Maraã MPAM aponta irregularidades e determina medidas para reestruturar a Guarda Municipal de...

MPAM aponta irregularidades e determina medidas para reestruturar a Guarda Municipal de Maraã

Foto: Divulgação/MPAM

A segurança pública nos municípios mais isolados do Amazonas enfrenta desafios que vão muito além da falta de viaturas ou armamentos. Em Maraã, cidade localizada a 615 quilômetros de Manaus, o debate ganhou contornos jurídicos fundamentais.

O Ministério Público do Amazonas (MPAM), atuando por meio da Promotoria de Justiça de Maraã, expediu uma recomendação administrativa cobrando que a prefeitura regularize em definitivo o quadro de pessoal da Guarda Municipal por meio da realização de um concurso público.

A iniciativa visa garantir a legalidade na contratação dos servidores, fortalecer a segurança comunitária e assegurar a devida proteção do patrimônio público municipal.

Irregularidades na corporação

A intervenção do órgão fiscalizador não ocorreu por acaso. Assinada pelo promotor de Justiça Marcos Túlio Pereira Correia Júnior, a recomendação foi motivada por denúncias graves que chegaram ao conhecimento da Promotoria de Justiça local. As informações apontavam para a atuação de diversos agentes na função de guarda municipal sem a prévia aprovação em concurso público, contrariando a legislação nacional.

Além do vício na contratação, a apuração identificou outros problemas estruturais preocupantes na atual gestão da corporação.

  • Ausência de comprovação de requisitos mínimos de idoneidade dos agentes em atuação.
  • Falta de exames periódicos de aptidão física e psicológica para o porte de equipamentos de segurança.
  • Inexistência de programas de capacitação continuada para o policiamento preventivo.

Isolamento geográfico crítico

A situação ganha contornos de maior gravidade quando analisadas as características geográficas da região do Médio Solimões. O isolamento territorial de Maraã, a limitada infraestrutura de segurança das polícias Civil e Militar na localidade e a dependência quase total do transporte fluvial tornam o município vulnerável a crimes ambientais e ao tráfico. Diante disso, a existência de uma Guarda Municipal estruturada e legalmente constituída se faz ainda mais necessária para a proteção dos cidadãos.

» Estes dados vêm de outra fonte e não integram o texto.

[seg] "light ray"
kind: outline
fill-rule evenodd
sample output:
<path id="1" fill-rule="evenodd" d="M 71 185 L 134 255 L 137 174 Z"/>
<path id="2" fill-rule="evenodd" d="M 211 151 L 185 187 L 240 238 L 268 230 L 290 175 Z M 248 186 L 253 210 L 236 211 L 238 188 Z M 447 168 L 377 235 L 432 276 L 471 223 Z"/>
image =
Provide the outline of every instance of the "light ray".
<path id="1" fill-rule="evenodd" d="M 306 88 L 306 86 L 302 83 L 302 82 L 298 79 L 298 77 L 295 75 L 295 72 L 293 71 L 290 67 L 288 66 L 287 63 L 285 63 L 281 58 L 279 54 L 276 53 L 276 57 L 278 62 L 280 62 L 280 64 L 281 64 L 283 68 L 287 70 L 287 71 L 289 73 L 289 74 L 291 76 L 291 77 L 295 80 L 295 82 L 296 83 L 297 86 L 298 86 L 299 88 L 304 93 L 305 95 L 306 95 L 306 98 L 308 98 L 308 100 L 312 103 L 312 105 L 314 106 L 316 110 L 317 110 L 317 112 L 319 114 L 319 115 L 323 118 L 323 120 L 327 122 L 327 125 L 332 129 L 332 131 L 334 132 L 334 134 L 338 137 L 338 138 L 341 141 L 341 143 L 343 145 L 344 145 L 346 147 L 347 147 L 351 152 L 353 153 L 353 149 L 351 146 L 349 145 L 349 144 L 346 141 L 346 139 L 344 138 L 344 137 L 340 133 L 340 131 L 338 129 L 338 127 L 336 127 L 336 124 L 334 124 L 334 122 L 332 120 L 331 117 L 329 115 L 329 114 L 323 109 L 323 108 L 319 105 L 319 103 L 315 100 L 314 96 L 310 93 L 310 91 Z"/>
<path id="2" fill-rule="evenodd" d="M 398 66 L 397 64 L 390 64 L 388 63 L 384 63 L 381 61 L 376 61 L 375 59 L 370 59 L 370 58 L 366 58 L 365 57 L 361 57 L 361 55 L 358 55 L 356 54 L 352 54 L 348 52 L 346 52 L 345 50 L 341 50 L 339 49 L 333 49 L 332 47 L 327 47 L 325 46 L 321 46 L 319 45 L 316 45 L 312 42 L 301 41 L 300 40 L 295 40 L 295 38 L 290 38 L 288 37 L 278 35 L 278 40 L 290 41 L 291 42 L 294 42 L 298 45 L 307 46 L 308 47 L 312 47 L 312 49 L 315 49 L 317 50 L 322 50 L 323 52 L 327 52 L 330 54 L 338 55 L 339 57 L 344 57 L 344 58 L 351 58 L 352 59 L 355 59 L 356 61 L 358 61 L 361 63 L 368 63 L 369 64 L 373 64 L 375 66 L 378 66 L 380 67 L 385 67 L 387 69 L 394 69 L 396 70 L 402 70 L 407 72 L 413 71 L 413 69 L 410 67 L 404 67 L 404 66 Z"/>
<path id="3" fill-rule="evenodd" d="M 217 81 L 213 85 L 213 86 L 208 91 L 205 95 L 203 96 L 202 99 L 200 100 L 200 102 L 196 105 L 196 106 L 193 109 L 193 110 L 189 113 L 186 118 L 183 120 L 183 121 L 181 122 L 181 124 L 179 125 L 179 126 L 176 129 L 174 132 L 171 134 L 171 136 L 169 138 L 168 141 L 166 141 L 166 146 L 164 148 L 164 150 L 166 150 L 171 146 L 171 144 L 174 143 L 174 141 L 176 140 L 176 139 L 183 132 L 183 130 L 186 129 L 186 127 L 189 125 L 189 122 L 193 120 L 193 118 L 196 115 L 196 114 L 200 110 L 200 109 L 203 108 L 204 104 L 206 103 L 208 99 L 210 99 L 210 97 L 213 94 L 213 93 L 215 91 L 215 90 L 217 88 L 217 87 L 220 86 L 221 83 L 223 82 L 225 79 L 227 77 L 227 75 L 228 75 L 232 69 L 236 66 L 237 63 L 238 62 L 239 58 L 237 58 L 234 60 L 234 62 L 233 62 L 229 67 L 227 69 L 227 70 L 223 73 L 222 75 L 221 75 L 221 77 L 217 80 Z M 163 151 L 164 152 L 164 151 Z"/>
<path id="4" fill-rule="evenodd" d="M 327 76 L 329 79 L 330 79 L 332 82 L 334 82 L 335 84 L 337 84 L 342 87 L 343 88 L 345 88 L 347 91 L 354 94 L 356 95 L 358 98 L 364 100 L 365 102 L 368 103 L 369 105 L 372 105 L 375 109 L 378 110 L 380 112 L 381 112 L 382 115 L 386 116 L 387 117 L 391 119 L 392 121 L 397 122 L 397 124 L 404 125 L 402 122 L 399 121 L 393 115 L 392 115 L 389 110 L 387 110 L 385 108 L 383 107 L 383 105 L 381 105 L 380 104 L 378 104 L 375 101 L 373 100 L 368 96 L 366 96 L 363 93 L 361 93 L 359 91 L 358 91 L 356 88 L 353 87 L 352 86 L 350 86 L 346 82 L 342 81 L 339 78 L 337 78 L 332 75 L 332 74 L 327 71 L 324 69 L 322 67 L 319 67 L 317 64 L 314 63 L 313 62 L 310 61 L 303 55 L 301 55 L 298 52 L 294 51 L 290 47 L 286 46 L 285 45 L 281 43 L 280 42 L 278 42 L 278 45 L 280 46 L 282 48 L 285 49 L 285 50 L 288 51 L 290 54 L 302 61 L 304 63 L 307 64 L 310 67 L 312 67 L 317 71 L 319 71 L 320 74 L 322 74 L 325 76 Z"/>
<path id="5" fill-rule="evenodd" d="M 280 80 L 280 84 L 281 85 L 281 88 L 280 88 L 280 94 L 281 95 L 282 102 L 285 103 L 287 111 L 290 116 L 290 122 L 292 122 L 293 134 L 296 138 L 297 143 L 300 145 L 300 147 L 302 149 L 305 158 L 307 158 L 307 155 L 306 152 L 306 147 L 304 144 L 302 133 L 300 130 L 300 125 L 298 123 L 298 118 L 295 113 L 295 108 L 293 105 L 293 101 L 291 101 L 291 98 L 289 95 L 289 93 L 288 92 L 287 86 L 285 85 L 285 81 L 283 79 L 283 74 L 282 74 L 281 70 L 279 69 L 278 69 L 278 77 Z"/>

“Em reunião pública, o Ministério Público apresentou à população um panorama da situação da Guarda Municipal. Também entregamos a recomendação administrativa à prefeitura e ao representante da corporação, solicitando a realização de concurso público e medidas para fortalecer a segurança pública em Maraã”, destacou o promotor de Justiça Marcos Túlio Pereira Correia Júnior.

Prazos para regularização

O documento expedido pelo órgão de controle estabelece obrigações claras e prazos rígidos para que o poder executivo municipal saia da inércia. A recomendação fixa que a prefeitura e a secretaria municipal competente adotem, no prazo de 90 dias, todas as providências administrativas e orçamentárias necessárias para viabilizar o concurso público de provas ou de provas e títulos.

O certame deve seguir rigorosamente as determinações contidas na Constituição Federal e as diretrizes do Estatuto Geral das Guardas Municipais. O quantitativo de vagas a ser oferecido precisará ser compatível com as reais necessidades da população local.

Exigência de conduta

Até que o novo concurso público seja totalmente homologado, o MPAM determinou que o comandante da Guarda Municipal passe a exigir dos atuais agentes em exercício uma conduta estritamente ilibada nas ruas. A chefia também deverá promover de forma imediata cursos de capacitação continuada para a tropa temporária, incluindo conteúdos voltados aos direitos humanos e à cidadania.

A Prefeitura de Maraã recebeu o prazo de 30 dias para informar oficialmente se acatará as medidas propostas pelo Ministério Público. O município também deve apresentar um plano de ação detalhado contendo o cronograma das próximas providências. O descumprimento injustificado das orientações poderá resultar em ações de improbidade administrativa e em outras medidas judiciais cabíveis contra os gestores.